От неожиданного звонка в дверь рука у меня срывается, и карандаш размазывается по всему веку. Я подправляю испорченный макияж и сбегаю по лестнице, крича, что сейчас открою. На пороге стоит Франк с большим букетом красных пионов. Он извиняется за эротический подтекст, который, по его мнению, заключен в этих цветах: в такой поздний час это единственное, что оставалось приличного в цветочном магазине. Он неважно выглядит: впалые щеки, потрескавшиеся губы. В клинике, когда он ассистирует мне на операции, разговаривают только наши глаза между маской и хирургической шапочкой, и у нас не остается и пары минут, чтобы затем увидеться в кафетерии.
– Я плохо выгляжу, я знаю, – подтверждает он, предупреждая мои замечания.
Шерстяной шарф небрежно заткнут под хлопчатобумажный пиджак не по погоде, морщинки улыбки уступили место складкам горечи, а усталость потушила задорный огонек в зеленых глазах. Чем хуже он выглядит, тем кажется мне красивей.
Плюхнувшись в кресло в салоне, которое я даже не успела расчехлить, он, не выпуская пионов из рук, залпом выпаливает мне, что отец достает его (что уже давно не является новостью), что раз и навсегда выскажет ему все, что у него на душе, о чем я уже и не смею мечтать.
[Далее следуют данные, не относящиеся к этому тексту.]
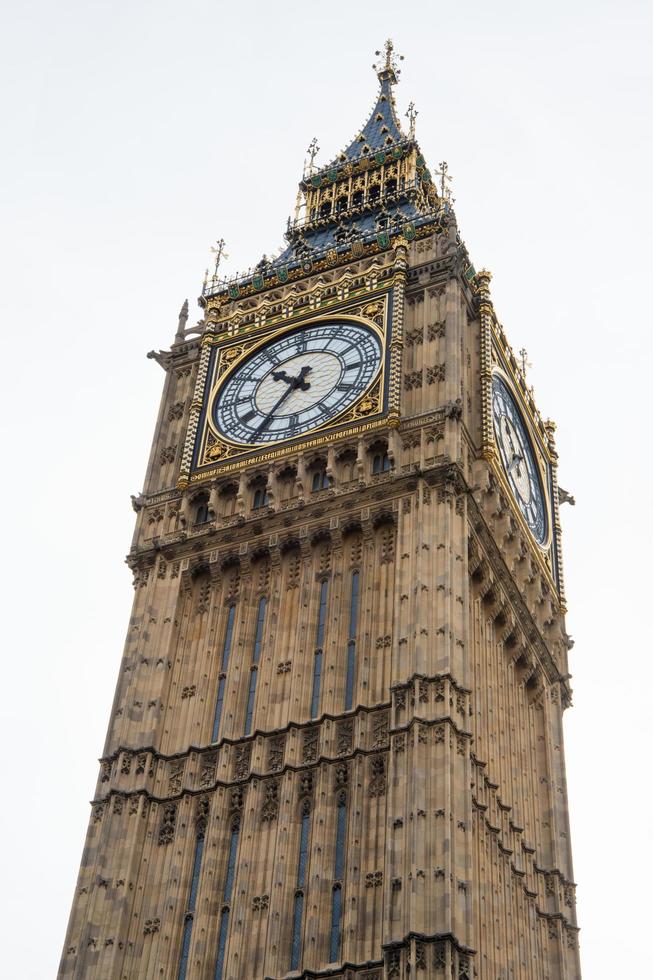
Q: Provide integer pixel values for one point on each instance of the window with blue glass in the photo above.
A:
(226, 900)
(201, 504)
(319, 645)
(335, 936)
(380, 463)
(351, 641)
(226, 650)
(192, 899)
(256, 656)
(320, 481)
(298, 911)
(261, 498)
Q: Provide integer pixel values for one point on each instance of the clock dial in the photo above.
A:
(297, 382)
(518, 459)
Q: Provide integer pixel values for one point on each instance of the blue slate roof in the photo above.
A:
(383, 123)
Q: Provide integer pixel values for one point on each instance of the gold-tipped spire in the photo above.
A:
(388, 69)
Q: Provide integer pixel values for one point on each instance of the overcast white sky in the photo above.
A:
(135, 134)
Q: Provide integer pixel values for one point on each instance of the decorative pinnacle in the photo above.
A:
(219, 252)
(444, 175)
(313, 150)
(183, 318)
(482, 282)
(525, 363)
(411, 116)
(389, 67)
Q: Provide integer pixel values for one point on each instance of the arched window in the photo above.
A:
(320, 481)
(201, 504)
(298, 913)
(226, 650)
(226, 902)
(260, 498)
(351, 641)
(256, 656)
(381, 463)
(319, 645)
(338, 872)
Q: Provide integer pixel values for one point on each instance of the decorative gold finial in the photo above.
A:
(219, 252)
(482, 284)
(411, 116)
(445, 176)
(389, 68)
(313, 150)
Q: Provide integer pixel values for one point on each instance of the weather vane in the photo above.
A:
(313, 150)
(444, 175)
(411, 116)
(390, 59)
(219, 252)
(525, 363)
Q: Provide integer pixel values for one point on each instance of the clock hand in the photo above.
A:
(268, 418)
(516, 460)
(299, 382)
(293, 384)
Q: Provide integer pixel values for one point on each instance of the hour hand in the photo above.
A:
(299, 381)
(516, 460)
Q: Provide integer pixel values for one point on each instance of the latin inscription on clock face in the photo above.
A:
(297, 382)
(518, 458)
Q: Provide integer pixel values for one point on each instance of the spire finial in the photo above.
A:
(445, 176)
(389, 68)
(312, 150)
(183, 318)
(219, 252)
(411, 116)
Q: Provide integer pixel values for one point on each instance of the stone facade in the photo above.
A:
(222, 776)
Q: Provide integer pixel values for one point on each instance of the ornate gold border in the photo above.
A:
(361, 413)
(538, 452)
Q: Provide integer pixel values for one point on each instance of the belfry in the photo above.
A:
(336, 745)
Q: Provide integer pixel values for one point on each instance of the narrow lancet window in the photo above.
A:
(226, 650)
(192, 899)
(298, 913)
(258, 641)
(226, 899)
(351, 641)
(319, 643)
(338, 871)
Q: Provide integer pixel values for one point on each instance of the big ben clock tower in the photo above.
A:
(336, 743)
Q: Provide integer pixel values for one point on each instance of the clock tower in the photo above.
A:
(336, 743)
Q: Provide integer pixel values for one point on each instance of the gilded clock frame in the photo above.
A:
(371, 409)
(542, 463)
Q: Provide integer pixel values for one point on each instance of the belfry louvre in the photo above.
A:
(336, 743)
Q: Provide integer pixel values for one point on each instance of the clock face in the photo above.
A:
(297, 382)
(518, 459)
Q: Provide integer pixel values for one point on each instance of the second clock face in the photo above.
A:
(518, 458)
(297, 382)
Мой недоверчивый вид еще больше распаляет его: он бросает мне в лицо, что вчера вечером старик грозился продать землю клиники строительному подрядчику, чтобы решить вопрос о своем преемнике. Я улыбаюсь, беру повисший у него в руках букет, объясняя, что он должен был бы счесть эту пощечину за честь: его отец долгие годы пытался сломать его психику, убедить его отказаться от врачебной практики, чтобы в истории глазной хирургии остался только один Манневиль; он негласно признает свое поражение и прибегает к последней угрозе, пугая его бульдозерами. Я была его ученицей: я знаю Анри Манневиля лучше, чем его собственный сын. Он принадлежит к первопроходцам, к той породе людей, которые считают, что их достижения, изобретения, связанные с их именем, по сути своей окончательны; никто не вправе пойти дальше, сделать новые открытия. Он первым провел операцию по пересадке роговицы, всю свою жизнь он активно выступал за то, чтобы каждый гражданин завещал свои глаза банку органов, и не признает успеха моих японских коллег, разработавших искусственную роговицу. Я глубоко восхищаюсь врачом, извлекла пользу из тирании преподавателя и презираю личность, сумев провести между ними грань, что, к сожалению, не получилось у Франка.
– Ты ведь отлично знаешь, что он ни за что не продаст, – говорю я, ставя цветы в вазу. – Он просто хотел испортить тебе настроение на уик-энд. Поедешь кататься на лыжах?
Я закрываю кран; ответа так и не последовало. Из этого я заключаю, что он едет не один, а со спутницей, и пытаюсь убедить себя, что это пойдет ему на пользу.
– Во всяком случае, – наконец выдавливает он, – отец подает в отставку и назначает на свое место в совете директоров тебя.
Я застываю посреди коридора. Я не улавливаю в его голосе ни горечи, ни досады, ни обиды на меня. Ставлю вазу на полку, иду за бутылкой шампанского и зеленой папкой и возвращаюсь в гостиную, где разувшийся Франк заложил руки за голову с таким видом, словно с плеч его спала гора. Его откинутые назад растрепавшиеся белокурые волосы топорщатся непокорными вихрами. Обожаю такую прическу.